The Demographic Shift
In the early days of the snowbirding phenomenon, it was mainly the retirees that regularly were flying south for the winter. Travel agents and real estate brokers loved them because their clients were keen to find second homes and stay longer at a particular destination. Many people stayed at one place for months and used the place to explore nearby areas.
While retirees and mature travelers still constitute the majority of snowbirds, millennials are quickly catching on. Families and people as young as 35 are finding it irresistible to join their older counterparts. It seems that everyone wants to live an active outdoorsy lifestyle and become a snowbird.

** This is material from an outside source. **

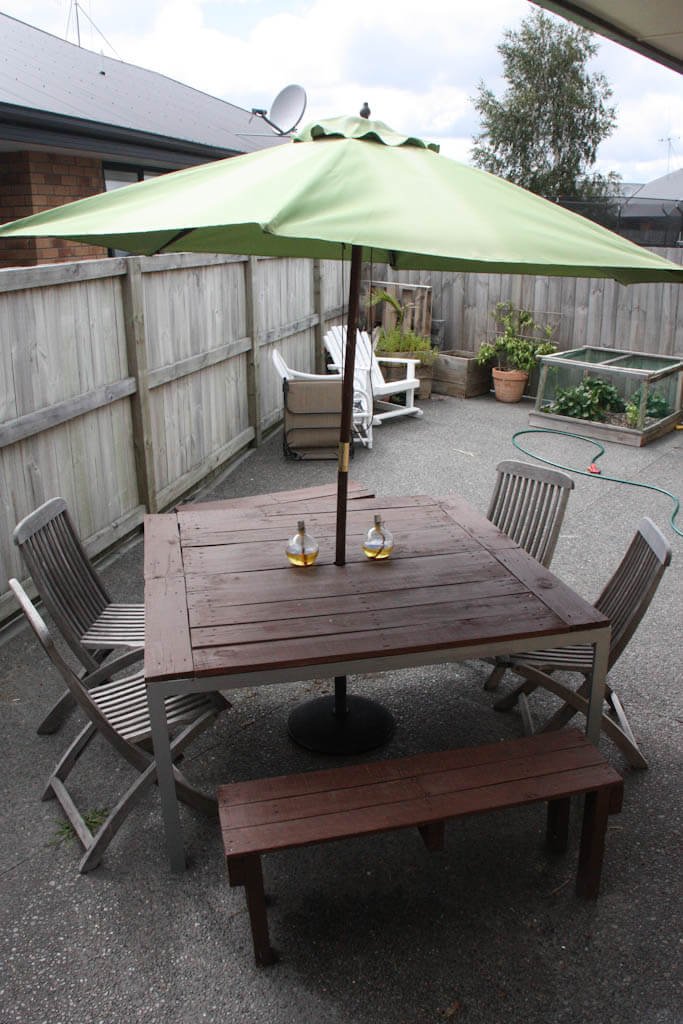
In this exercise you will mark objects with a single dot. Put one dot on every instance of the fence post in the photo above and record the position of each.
(136, 349)
(254, 353)
(318, 329)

What Are Snowbird Flights?
Snowbird flights are regular scheduled flights or charter flights to sunny destinations often during the winter months.
Where Is the Sun Belt?
Sunbelt destinations in the South are known to provide year-round activities to tourists. These include Georgia, South Carolina, Florida, Alabama, Louisiana, Texas, Utah, Nevada, New Mexico, and California. The southern parts of Nevada, North Carolina, and Mississippi also fall in the Sun Belt.
Vibrant southern cities such as Tampa, Miami, Orlando, St Petersburg, San Diego, Miami, Phoenix, and New Orleans attract snowbirds throughout the year. A lot of snowbirds fly to these places for the winter months. However, not every snowbird destination attracts tourists as some are known for their laid-back lifestyle.
In recent years, Sun Belt cities are places that have also started attracting families, retirees, and younger individuals who want to buy a second home or settle permanently often for the winter. Many snowbirds travel south so they can get a better idea of the local real estate and lifestyle.
Overall, the trend of moving from North to South is not limited to leisure activities only. As snowbirds find it easier to move long distances and work remotely, they are likely to contemplate staying in places longer.